Il programma musicale prevede un viaggio emozionante tra le note e le epoche, con musiche dal ‘700 al ‘900 eseguite da un prestigioso parterre di interpreti: l’Ensemble Dolce Melos (composto da Donatella Salvestrini al soprano, Christine Angele al salterio e Michele Ginanneschi all’organo) insieme a Erica Alberini (soprano), Stefano Agostini (flauto), Maurizio Morganti (clarinetto), Roger Low (violoncello), Alessandro Gagliardi (pianoforte) e Kim Amelotti come voce recitante.

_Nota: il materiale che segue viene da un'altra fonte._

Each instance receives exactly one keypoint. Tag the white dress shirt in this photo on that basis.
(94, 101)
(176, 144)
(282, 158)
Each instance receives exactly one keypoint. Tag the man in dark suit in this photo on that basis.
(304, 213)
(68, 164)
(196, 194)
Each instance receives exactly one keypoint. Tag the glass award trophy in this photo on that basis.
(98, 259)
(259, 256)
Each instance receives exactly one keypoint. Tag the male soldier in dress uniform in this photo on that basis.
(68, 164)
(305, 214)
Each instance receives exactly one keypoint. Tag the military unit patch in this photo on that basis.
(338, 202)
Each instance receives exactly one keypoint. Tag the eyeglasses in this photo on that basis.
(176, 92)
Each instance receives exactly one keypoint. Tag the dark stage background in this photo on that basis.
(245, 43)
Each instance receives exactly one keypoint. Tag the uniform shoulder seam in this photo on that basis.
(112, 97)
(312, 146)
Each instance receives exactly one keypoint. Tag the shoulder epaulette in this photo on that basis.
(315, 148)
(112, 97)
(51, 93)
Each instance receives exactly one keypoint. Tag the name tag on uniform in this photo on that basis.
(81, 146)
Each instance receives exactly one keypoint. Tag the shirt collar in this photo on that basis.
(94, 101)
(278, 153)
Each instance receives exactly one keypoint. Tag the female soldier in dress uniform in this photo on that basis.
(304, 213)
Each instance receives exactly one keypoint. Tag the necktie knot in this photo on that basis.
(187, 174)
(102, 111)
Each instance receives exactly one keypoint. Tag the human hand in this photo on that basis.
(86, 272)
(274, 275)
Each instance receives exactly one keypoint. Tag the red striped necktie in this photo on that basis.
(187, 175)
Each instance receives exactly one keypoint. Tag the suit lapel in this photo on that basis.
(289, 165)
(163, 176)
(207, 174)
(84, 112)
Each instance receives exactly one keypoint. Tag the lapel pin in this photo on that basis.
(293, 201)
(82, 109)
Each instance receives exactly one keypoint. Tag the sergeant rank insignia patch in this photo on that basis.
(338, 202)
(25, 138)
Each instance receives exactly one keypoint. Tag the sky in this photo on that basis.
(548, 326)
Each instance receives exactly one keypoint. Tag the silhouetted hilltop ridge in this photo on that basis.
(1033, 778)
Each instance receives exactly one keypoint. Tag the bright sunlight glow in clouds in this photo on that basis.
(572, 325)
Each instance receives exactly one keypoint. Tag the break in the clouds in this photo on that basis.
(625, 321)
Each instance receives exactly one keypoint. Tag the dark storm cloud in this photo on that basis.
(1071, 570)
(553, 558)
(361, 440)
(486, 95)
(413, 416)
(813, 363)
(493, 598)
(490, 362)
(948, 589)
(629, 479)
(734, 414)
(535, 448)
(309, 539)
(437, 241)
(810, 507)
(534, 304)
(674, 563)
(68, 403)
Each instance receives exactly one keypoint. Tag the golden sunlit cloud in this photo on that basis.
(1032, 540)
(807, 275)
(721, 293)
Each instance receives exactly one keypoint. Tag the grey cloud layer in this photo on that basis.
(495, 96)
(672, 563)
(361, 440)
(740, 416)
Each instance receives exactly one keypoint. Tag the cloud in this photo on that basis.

Di seguito il programma dettagliato delle esecuzioni:

Litterio Ferrari: Mottetto pastorale (sec. XVIII) per soprano, salterio e organo.
Johann Sebastian Bach: dal Suite n. 1 in sol maggiore BWV 1007 (1717-1723) per violoncello solo – Prélude, Allemande, Sarabande.
Wolfgang Amadeus Mozart: “Ridente la calma” K 152 (1775) per soprano e pianoforte.
Clara Wieck Schumann: “Liebst du um Schönheit” (1840) per soprano e pianoforte.
Robert Schumann: “Drei Fantasiestücke” Op. 73 (1849) per clarinetto e pianoforte – Zart und mit Ausdruck, Lebhaft, leicht, Rasch und mit Feuer.
Francis Poulenc: Sonata per flauto e pianoforte (1956) – Allegretto malinconico, Cantilena, Presto giocoso.
Claude Debussy: “Il pleure dans mon coeur” dalle Ariette oubliées (1887) per soprano e pianoforte.
Elena Rivi: “E viola era il tempo…” Componimento poetico (2026).
Claude Debussy: “Clair de la lune” (1905) versione per flauto, clarinetto e pianoforte.

La cittadinanza è invitata a partecipare per stringersi attorno alla famiglia e per far sì che la voce di Viola, che ha sempre cantato la giustizia sociale, la pace e la speranza, continui a risuonare forte tra le pietre antiche della Pieve di San Giovanni.